The Southern Poverty Law Center, the Alabama-based nonprofit long known for tracking and litigating against hate groups, was indicted Wednesday on 11 federal counts including wire fraud, bank fraud, and money laundering, the Department of Justice announced.
Federal prosecutors allege that between 2014 and 2023, the SPLC secretly funneled more than $3 million in donor funds to members of extremist organizations, including the Aryan Nations, the National Socialist Party of America, and the United Klans of America. The DOJ claims the payments were disguised using "fictitious entities" designed to conceal where the money was going.
The SPLC has pushed back on the characterization. The organization says it paid these individuals as confidential informants to gather intelligence on extremist activities, a practice it argues is consistent with its mission to monitor and expose hate groups.

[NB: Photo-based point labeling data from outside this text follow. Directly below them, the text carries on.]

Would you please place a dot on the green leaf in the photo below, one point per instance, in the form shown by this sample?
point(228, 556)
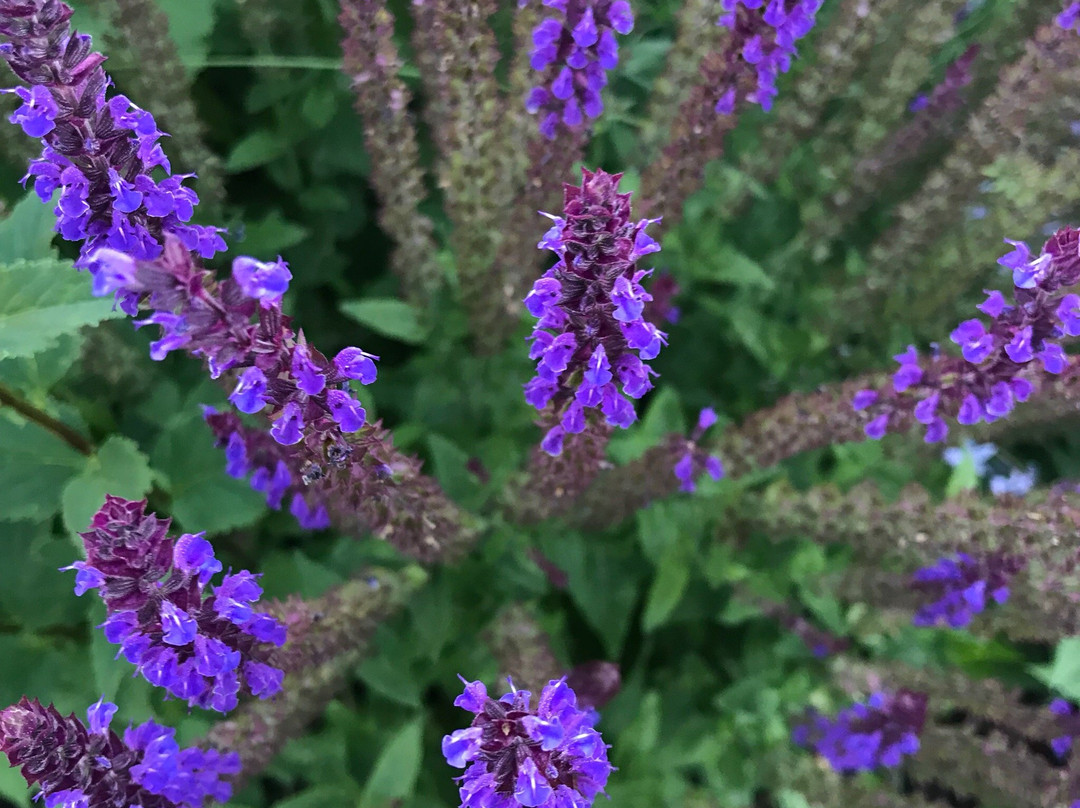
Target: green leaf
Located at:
point(31, 590)
point(204, 498)
point(271, 234)
point(667, 588)
point(118, 468)
point(27, 231)
point(190, 23)
point(35, 465)
point(394, 319)
point(41, 300)
point(1064, 672)
point(963, 477)
point(396, 768)
point(449, 468)
point(258, 148)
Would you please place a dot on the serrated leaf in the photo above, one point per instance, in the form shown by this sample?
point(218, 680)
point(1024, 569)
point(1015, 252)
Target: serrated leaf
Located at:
point(27, 231)
point(117, 468)
point(35, 465)
point(394, 319)
point(393, 776)
point(41, 300)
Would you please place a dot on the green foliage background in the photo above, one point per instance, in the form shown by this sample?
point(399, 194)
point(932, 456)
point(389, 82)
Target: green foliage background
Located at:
point(710, 682)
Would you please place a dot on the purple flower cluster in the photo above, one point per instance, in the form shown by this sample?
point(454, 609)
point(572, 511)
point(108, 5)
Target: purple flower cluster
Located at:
point(514, 755)
point(767, 40)
point(991, 377)
point(864, 737)
point(86, 765)
point(590, 306)
point(306, 394)
point(98, 152)
point(691, 465)
point(574, 52)
point(1068, 724)
point(961, 587)
point(253, 452)
point(199, 646)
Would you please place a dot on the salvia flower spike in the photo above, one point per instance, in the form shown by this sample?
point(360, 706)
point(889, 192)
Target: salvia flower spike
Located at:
point(515, 754)
point(591, 337)
point(572, 52)
point(198, 642)
point(80, 765)
point(962, 586)
point(98, 152)
point(867, 736)
point(998, 362)
point(768, 30)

Legal analyst Jonathan Turley, appearing on Fox News Wednesday, described the case as deeply ironic given the SPLC's history of pursuing asset forfeiture against groups like the Ku Klux Klan. "The irony is also that it was the Center that sought to seize assets from groups like the KKK. Now the U.S. government is trying to, through forfeiture, seize the assets of the Center," Turley said. He called it "very rare" to see a non-law enforcement organization running covert informant operations of this kind, and said the SPLC had drifted into being a "more blatantly political organization" in recent years.

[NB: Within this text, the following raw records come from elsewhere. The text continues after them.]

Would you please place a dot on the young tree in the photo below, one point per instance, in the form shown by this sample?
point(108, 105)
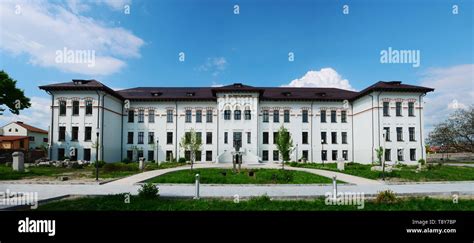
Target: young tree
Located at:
point(190, 142)
point(456, 132)
point(284, 144)
point(11, 96)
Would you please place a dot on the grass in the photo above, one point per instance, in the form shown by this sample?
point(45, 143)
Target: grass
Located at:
point(263, 203)
point(226, 176)
point(434, 172)
point(111, 170)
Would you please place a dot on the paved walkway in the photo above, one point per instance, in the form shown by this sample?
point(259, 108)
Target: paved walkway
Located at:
point(330, 174)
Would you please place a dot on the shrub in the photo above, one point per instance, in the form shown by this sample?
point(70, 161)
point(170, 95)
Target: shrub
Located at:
point(100, 163)
point(149, 190)
point(387, 196)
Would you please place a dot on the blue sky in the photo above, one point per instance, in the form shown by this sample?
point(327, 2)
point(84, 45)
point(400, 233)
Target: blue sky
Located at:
point(330, 48)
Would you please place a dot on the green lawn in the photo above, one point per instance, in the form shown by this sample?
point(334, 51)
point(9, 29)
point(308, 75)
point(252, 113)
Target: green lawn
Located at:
point(112, 170)
point(434, 172)
point(116, 202)
point(226, 176)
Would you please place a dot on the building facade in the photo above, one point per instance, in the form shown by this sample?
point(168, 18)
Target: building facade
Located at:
point(90, 120)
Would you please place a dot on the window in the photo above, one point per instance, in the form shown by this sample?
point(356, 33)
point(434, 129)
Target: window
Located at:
point(61, 152)
point(265, 116)
point(131, 116)
point(305, 154)
point(88, 134)
point(388, 156)
point(323, 116)
point(208, 137)
point(333, 116)
point(305, 116)
point(411, 130)
point(411, 109)
point(151, 116)
point(198, 156)
point(399, 134)
point(227, 115)
point(387, 133)
point(169, 155)
point(151, 155)
point(62, 133)
point(398, 108)
point(248, 115)
point(75, 108)
point(323, 138)
point(324, 155)
point(304, 139)
point(237, 114)
point(265, 155)
point(130, 155)
point(188, 116)
point(386, 111)
point(169, 116)
point(412, 154)
point(286, 116)
point(209, 116)
point(400, 154)
point(88, 107)
point(208, 155)
point(62, 108)
point(275, 155)
point(75, 133)
point(199, 116)
point(334, 137)
point(151, 137)
point(276, 116)
point(130, 138)
point(87, 154)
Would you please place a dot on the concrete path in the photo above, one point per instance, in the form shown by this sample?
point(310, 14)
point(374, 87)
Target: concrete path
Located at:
point(330, 174)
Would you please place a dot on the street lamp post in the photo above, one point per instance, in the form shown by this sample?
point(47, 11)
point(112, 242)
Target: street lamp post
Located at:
point(97, 158)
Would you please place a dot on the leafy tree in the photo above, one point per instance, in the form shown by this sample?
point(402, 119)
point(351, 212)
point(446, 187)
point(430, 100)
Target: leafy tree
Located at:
point(457, 132)
point(11, 96)
point(190, 142)
point(284, 144)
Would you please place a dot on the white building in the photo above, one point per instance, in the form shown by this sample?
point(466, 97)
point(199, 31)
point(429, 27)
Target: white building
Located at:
point(326, 124)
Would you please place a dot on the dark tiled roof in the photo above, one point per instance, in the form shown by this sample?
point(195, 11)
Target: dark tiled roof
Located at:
point(209, 93)
point(31, 128)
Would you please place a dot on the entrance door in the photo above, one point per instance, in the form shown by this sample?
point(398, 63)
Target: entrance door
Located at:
point(237, 138)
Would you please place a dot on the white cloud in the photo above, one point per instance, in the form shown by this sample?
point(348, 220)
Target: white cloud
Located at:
point(39, 29)
point(454, 89)
point(326, 77)
point(38, 115)
point(215, 65)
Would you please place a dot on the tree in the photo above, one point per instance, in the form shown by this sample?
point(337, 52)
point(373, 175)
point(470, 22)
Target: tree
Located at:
point(284, 144)
point(192, 143)
point(457, 132)
point(11, 96)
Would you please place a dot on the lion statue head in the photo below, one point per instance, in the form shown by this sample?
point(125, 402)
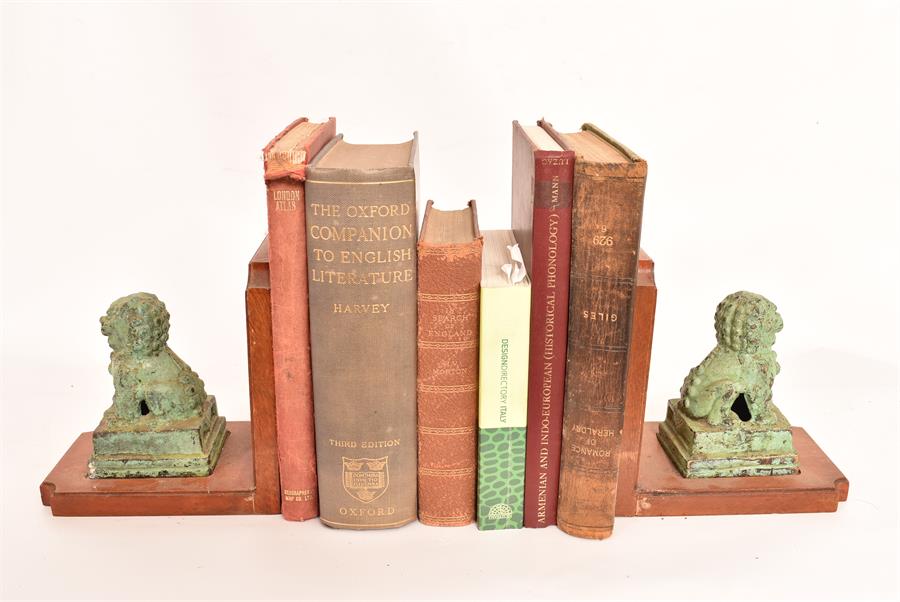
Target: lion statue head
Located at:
point(747, 322)
point(136, 325)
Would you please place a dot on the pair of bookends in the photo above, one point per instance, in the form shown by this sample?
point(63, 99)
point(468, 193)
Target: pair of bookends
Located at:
point(161, 423)
point(725, 424)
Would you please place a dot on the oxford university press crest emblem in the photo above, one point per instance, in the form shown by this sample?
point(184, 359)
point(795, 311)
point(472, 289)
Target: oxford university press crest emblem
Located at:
point(365, 479)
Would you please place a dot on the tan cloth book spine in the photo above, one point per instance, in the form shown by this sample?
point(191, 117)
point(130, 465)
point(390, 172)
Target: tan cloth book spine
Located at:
point(361, 237)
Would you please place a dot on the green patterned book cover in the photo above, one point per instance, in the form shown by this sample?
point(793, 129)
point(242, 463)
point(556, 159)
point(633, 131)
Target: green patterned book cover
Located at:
point(502, 383)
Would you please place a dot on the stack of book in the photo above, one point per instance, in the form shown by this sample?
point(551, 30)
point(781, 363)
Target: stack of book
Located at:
point(449, 374)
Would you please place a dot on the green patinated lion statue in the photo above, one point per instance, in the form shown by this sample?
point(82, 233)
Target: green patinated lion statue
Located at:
point(150, 379)
point(161, 423)
point(735, 380)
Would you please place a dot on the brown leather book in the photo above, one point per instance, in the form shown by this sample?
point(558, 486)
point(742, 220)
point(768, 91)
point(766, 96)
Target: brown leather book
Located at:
point(258, 304)
point(361, 249)
point(607, 209)
point(286, 158)
point(542, 222)
point(449, 252)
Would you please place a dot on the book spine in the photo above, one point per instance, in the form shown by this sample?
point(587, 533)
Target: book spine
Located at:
point(606, 227)
point(258, 305)
point(447, 381)
point(290, 341)
point(551, 242)
point(502, 406)
point(361, 235)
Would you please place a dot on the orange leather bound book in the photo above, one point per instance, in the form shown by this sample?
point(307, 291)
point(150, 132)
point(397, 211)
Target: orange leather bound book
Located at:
point(449, 255)
point(607, 207)
point(285, 159)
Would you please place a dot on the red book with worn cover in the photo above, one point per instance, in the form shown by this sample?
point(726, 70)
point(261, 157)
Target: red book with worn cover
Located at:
point(285, 159)
point(542, 222)
point(449, 255)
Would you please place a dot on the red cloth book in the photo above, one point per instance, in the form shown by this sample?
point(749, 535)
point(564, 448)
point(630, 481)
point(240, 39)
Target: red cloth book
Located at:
point(542, 221)
point(286, 158)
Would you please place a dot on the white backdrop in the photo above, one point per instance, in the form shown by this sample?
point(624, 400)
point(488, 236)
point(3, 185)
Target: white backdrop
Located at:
point(131, 139)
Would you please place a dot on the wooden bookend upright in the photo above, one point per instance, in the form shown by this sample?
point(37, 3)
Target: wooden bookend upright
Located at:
point(245, 480)
point(650, 485)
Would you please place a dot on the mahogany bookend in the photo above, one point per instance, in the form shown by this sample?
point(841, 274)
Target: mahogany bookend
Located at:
point(245, 480)
point(650, 485)
point(662, 491)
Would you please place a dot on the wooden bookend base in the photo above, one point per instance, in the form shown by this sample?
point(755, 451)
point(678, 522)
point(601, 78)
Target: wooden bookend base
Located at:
point(662, 491)
point(245, 480)
point(650, 485)
point(229, 490)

The indictment has drawn attention to past criticism of the SPLC from prominent conservative figures. Posts from Elon Musk and the late Turning Point USA founder Charlie Kirk, both of whom had been publicly criticized by the SPLC, circulated widely Wednesday. Musk wrote on X last October that the SPLC "spreads hate propaganda relentlessly" and "needs to be shut down." Kirk, who died last year, had called the SPLC a "hate group" and said being listed on its registry of extremist organizations was "a badge of honor."
The SPLC had labeled Turning Point USA a hate group and separately accused Musk of making a Nazi salute at a Trump inaugural event, a claim Musk denied.
The organization now faces potential asset forfeiture as part of the federal prosecution. No trial date has been announced.